CUBLAS_OP_N, // Dont transpose A.
CUBLAS_OP_N, // Dont transpose B.
m, // Rows of A.
q, // Columns of B.
n, // Columns of A (after potential transpose).
&alpha, // Scalar alpha.
d_Aarray, // Pointerarray to A.
m, // ldA.
d_Barray, // Pointerarray to B.
n, // ldB.
&beta, // Scalar beta.
d_Carray, // Pointerarray to C.
m, // ldC.
k); // Number of pages to batch.
// Free memory & destroy cublas handle.
cublasDestroy(h);
for(int i = 0 ; i < k; i ++ ){
cudaMemcpy(C + m * q * i, devC[i], C_size, cudaMemcpyDeviceToHost);
cudaFree(devA[i]);
cudaFree(devB[i]);
cudaFree(devC[i]);
}
cudaFree(d_Aarray);
cudaFree(d_Barray);
cudaFree(d_Carray);
}
However, I would like to use cublasSgemmBatched in a calculation sequence where the matrices A and B are already on the device to begin with, not on the host as in the case in my current implementation.

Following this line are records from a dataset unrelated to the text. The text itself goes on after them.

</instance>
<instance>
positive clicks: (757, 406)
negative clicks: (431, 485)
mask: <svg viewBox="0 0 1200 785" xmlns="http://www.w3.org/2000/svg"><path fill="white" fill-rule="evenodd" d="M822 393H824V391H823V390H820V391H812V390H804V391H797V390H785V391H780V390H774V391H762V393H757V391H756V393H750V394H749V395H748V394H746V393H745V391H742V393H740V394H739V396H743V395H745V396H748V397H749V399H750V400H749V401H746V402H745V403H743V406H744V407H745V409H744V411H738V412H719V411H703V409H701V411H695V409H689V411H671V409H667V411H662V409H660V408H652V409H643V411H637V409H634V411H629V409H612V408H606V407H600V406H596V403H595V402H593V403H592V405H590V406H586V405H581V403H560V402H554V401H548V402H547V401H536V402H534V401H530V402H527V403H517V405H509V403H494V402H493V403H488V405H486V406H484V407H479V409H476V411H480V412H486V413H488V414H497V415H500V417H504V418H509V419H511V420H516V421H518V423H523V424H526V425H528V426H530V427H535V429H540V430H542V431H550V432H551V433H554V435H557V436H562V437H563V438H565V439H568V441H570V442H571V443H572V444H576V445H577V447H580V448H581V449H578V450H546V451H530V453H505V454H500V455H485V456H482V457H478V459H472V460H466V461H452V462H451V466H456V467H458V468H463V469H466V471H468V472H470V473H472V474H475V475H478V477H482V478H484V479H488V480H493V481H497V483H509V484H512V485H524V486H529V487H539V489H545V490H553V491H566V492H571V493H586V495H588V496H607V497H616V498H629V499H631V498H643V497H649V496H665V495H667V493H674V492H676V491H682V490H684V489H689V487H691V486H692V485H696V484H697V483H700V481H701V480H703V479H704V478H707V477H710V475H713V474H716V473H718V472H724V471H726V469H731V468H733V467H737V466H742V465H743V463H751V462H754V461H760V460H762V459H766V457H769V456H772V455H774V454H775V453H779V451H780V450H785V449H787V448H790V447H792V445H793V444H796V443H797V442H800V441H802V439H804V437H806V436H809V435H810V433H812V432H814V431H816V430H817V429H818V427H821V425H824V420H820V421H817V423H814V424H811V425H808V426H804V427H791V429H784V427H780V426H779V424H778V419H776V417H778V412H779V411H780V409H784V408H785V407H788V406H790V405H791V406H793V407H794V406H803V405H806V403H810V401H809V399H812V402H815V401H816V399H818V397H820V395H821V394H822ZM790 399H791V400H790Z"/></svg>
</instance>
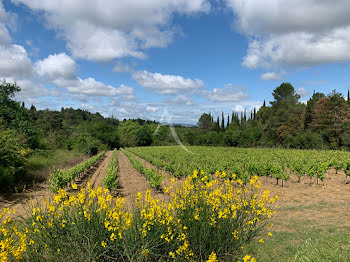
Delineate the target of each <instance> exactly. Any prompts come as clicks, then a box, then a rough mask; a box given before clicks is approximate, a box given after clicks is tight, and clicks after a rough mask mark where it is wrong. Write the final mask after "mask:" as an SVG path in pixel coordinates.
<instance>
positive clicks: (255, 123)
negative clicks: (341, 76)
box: [194, 83, 350, 150]
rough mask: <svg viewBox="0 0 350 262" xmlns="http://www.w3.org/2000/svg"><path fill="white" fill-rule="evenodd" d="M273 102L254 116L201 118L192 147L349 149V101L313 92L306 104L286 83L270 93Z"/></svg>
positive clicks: (289, 84)
mask: <svg viewBox="0 0 350 262" xmlns="http://www.w3.org/2000/svg"><path fill="white" fill-rule="evenodd" d="M272 95H273V97H274V100H273V101H272V102H270V106H267V105H266V103H265V102H264V105H263V106H262V107H261V108H260V109H259V111H258V112H257V111H256V110H255V109H254V110H253V111H251V112H249V113H247V112H244V113H241V114H239V115H238V114H237V113H234V112H233V113H232V115H231V117H230V116H228V117H227V121H226V123H225V122H224V120H225V117H224V114H222V116H221V119H220V117H217V120H216V121H214V118H213V116H211V115H210V114H203V115H202V116H201V117H200V119H199V121H198V127H199V129H200V130H201V134H200V135H199V136H197V139H196V141H194V144H199V145H227V146H239V147H255V146H262V147H285V148H299V149H345V150H349V149H350V102H349V101H350V100H349V93H348V97H347V100H346V99H345V98H344V96H343V95H342V94H341V93H338V92H336V90H334V91H333V92H332V93H330V94H328V95H326V94H323V93H319V92H314V94H313V95H312V97H311V98H310V99H309V100H308V101H307V104H304V103H301V102H300V101H299V100H300V96H299V95H298V94H296V92H295V89H294V87H293V86H292V85H291V84H289V83H283V84H281V85H280V86H279V87H277V88H276V89H275V90H274V91H273V94H272Z"/></svg>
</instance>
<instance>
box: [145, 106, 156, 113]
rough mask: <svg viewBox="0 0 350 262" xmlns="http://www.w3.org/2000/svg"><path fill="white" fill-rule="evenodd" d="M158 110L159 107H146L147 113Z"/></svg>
mask: <svg viewBox="0 0 350 262" xmlns="http://www.w3.org/2000/svg"><path fill="white" fill-rule="evenodd" d="M157 110H158V107H155V106H149V105H146V111H149V112H156V111H157Z"/></svg>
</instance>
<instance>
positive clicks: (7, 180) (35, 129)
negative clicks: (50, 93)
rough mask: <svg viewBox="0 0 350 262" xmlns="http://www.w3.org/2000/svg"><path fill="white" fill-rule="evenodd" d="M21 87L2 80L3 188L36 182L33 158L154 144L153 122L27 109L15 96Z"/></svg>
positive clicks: (0, 182) (63, 109)
mask: <svg viewBox="0 0 350 262" xmlns="http://www.w3.org/2000/svg"><path fill="white" fill-rule="evenodd" d="M19 91H20V87H19V86H17V85H16V84H12V83H7V82H6V81H5V80H3V81H2V82H0V192H1V191H7V190H8V189H9V188H11V187H12V186H13V185H16V184H18V183H22V182H23V183H31V181H30V179H32V178H29V177H28V176H27V174H28V171H29V169H30V168H31V167H30V166H29V164H28V163H29V162H30V161H28V160H29V159H33V158H35V157H37V156H40V157H41V158H45V157H46V158H47V157H50V155H52V154H55V152H56V150H58V149H60V150H69V151H77V152H80V153H84V154H88V155H95V154H96V153H97V152H99V151H102V150H107V149H113V148H119V147H120V146H128V145H138V146H144V145H151V144H152V143H153V138H152V132H151V130H150V126H152V125H153V126H156V125H157V124H156V123H155V122H153V121H147V120H142V119H133V120H123V121H119V120H118V119H115V118H113V117H111V118H105V117H103V116H102V115H100V114H99V113H95V114H92V113H90V112H88V111H84V110H80V109H72V108H62V109H61V110H60V111H50V110H37V109H36V108H35V106H33V105H32V106H31V107H29V108H26V106H25V104H24V103H23V102H18V101H15V100H14V96H15V94H16V93H17V92H19ZM39 164H40V163H39ZM28 179H29V180H28ZM25 180H28V181H25Z"/></svg>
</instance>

Say that matrices A and B for example were inserted at the very start of my function like this:
float *devA, *devB, *devC;
cudaMalloc(&devA, m * n * k * sizeof(float));
cudaMalloc(&devB, n * q * k * sizeof(float));
cudaMalloc(&devC, n * q * k * sizeof(float));
cudaMemcpy(devA, A, m * n * k * sizeof(float), cudaMemcpyHostToDevice);
cudaMemcpy(devB, B, n * q * k * sizeof(float), cudaMemcpyHostToDevice);
How would I then go about creating the pointer arrays d_Aarray, d_Barray, d_Carray that cublas wants without having to make any additional copies of dA, dB, dC? In other words, what would I have to change in the code after line 44 to make it work with dA, dB and dC if they are given as shown above?
The solution is probably trivial to people with a deep understanding of double pointers and arrays of pointers etc. But since my understanding of these things is currently overwhelmingly shallow its far from obvious to me how I should create these pointer arrays.